Some Brief History Lessons – Starting with Tobacco

I grew up in the South, in a state that was largely agricultural at the time. That agriculture sector was dominated by tobacco, as was much of the state legislature. Smoking was thoroughly integrated into popular culture in dozens of ways. Even in later years, as a young Army officer, my C rations came with a small pack of cigarettes, because so many people smoked, and getting shot at from time to time inclined one to light up to relax a bit.

The idea that smoking, especially smoking in public, would ever be outside the mainstream seemed an impossible idea. But slowly, over time, science and yes, common sense, held sway. As such things often go, the effort to effect change seemed undoable, but a tipping point was reached and suddenly (suddenly in historic terms) the balance shifted completely. Airplanes and restaurants went from smoking sections to no smoking. Offices and campuses followed suit. Before long we were all looking in sad amazement at people who packed into a single closed room in an airport to smoke a cigarette. Sometimes the smoke is so thick in those rooms they appear fogged in.

We have long since reached a point where smoking was outside the mainstream almost across the board. The industry never gives up trying – think vaping – but it appears that overall, this battle is won. Social expectations carry the weight of law.

Gay Rights and Racial Justice

This is not unique to social trends. The same thing has been happening on gay rights. As gays and lesbians courageously came out in droves, people began to realize this is not some theoretical, theological discussions. We were talking about the basic right to live one’s life, being sought by people we knew and loved. This is work that is not done yet, but for the most part, America has changed for the better.

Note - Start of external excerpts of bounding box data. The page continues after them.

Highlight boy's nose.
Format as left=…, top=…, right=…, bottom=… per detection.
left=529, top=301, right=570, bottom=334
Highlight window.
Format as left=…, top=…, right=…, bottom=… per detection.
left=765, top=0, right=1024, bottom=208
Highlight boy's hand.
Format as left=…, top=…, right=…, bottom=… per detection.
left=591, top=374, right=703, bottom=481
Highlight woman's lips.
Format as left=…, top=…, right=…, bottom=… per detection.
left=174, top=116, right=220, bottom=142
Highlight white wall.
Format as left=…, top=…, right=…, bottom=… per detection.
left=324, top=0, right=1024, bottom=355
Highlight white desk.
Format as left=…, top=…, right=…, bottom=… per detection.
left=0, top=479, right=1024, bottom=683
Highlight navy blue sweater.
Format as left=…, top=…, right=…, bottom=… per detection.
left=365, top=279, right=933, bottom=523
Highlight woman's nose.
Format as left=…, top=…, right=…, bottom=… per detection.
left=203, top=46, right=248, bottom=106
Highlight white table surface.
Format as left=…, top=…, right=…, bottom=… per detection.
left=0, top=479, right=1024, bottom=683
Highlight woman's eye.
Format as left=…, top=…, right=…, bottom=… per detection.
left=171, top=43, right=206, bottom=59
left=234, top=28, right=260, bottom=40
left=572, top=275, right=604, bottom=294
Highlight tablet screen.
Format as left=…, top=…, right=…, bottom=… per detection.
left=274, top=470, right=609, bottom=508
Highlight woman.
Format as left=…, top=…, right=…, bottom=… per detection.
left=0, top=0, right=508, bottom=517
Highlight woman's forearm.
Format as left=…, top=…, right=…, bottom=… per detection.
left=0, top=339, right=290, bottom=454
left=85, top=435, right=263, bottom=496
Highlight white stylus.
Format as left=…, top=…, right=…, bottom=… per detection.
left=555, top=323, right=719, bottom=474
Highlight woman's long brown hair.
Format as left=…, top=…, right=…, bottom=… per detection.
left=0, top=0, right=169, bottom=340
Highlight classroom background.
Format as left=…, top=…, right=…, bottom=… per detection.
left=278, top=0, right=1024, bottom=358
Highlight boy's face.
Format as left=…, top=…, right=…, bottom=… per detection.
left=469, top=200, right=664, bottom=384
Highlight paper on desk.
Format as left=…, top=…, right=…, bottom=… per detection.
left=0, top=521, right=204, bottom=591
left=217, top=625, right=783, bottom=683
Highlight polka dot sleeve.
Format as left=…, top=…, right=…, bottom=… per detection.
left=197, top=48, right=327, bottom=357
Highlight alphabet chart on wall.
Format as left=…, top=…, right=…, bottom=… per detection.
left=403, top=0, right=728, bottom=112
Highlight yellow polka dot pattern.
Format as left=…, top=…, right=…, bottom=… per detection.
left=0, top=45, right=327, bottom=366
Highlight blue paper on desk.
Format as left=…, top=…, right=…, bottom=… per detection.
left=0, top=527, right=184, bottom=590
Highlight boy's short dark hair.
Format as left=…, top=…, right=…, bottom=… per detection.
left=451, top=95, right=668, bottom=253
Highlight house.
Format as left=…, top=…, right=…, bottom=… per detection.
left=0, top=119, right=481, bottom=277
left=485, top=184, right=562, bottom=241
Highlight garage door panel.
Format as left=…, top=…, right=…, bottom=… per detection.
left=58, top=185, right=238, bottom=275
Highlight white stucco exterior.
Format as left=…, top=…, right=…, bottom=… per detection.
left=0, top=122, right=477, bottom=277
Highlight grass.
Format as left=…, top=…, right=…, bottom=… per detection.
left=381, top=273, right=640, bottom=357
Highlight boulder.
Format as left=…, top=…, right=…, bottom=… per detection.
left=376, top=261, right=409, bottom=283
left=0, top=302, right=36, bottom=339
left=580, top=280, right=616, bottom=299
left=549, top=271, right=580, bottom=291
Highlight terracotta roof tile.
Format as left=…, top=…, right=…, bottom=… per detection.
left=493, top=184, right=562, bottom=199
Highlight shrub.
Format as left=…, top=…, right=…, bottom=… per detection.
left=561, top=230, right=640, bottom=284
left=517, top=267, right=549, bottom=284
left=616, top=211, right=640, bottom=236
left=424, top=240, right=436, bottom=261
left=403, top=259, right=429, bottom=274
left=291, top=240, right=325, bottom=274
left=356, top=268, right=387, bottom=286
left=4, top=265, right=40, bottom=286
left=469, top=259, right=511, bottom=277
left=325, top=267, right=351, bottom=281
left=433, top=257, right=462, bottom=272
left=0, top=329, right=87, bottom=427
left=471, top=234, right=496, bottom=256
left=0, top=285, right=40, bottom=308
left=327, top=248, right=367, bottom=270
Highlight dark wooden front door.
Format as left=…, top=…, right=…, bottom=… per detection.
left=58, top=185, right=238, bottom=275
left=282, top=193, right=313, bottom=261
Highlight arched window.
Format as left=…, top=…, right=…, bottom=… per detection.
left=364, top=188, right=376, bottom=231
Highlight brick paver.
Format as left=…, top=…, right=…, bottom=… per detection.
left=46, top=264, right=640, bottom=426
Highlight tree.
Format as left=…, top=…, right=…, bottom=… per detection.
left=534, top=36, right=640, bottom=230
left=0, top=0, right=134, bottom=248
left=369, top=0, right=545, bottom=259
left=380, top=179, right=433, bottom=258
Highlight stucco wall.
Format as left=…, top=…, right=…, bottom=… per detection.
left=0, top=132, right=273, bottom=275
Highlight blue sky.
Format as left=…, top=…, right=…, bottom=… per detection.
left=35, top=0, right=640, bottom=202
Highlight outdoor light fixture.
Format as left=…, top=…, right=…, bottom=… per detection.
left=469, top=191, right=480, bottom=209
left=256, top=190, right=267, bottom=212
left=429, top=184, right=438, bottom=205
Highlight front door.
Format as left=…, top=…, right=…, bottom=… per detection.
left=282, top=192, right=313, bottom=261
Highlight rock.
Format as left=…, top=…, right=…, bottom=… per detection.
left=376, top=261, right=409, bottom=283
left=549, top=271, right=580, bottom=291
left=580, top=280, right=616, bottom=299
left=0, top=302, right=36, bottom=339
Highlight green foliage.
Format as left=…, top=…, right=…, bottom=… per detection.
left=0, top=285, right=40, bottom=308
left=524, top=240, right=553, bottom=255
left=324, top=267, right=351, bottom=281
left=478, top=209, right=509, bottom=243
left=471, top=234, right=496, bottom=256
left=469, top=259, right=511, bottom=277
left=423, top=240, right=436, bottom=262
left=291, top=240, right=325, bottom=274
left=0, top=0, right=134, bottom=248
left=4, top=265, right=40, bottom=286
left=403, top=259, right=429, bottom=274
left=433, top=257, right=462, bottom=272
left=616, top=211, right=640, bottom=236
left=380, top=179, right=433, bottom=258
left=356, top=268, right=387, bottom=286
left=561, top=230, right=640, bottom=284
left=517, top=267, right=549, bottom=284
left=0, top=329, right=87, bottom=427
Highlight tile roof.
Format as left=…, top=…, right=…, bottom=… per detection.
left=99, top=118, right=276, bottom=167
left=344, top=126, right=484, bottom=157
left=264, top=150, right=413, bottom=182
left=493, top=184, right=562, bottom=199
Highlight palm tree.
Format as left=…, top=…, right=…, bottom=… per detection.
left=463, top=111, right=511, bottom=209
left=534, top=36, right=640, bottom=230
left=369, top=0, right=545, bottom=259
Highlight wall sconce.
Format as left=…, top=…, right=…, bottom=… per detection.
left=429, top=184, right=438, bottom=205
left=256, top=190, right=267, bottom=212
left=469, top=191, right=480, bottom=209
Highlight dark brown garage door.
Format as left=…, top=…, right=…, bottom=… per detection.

Now, this same information/transformation cycle is happening around racial justice issues. We have some tough days ahead, but the connective tissue is starting to form. We have a chance to finally start becoming the nation we aspire to be.

Which Brings Us to Masks

That anyone would still doubt the value of masks or would resist wearing them is amazing. This requires only the simplest of medical and scientific understanding. It asks only that we take the health of others into consideration. It is so little to ask with so much at stake. We now have incontrovertible proof that the countries who beat this thing so well, did so largely on the basis of near universal masking. Those who are burning to the ground, including the United States, are those who only sporadically adapted a masking strategy.

And so, finally, even the governor of Texas is mandating masks. It’s too late in places like Texas, Florida, Arizona, South Caroline, and Georgia to turn the corner via masking, although this will help a lot. Anything short of statewide/regional shutdowns (as in Phase I in most other places) will come up short. Once equilibrium is established, masking will be key to progress. Hopefully laws and directives will recognize that.

This is Where We Come In

Mandates, fines and other tools of governmental enforcement are essential in a fight like this, but they are not enough. What makes the system work is social pressure. Ordinary people employing social stares. Politely but firmly engaging those who do not mask and saying that if this is their choice, they need to do it home. They do not have any right to put others at risk. Merchants who care enough about their staff and clients to politely but firmly insist “No Mask, No Service.”

Like the other examples cited earlier in this post, change really takes root when we accept that we are free and independent individuals, but we are also members of society. That combination carries with it responsibilities to each other.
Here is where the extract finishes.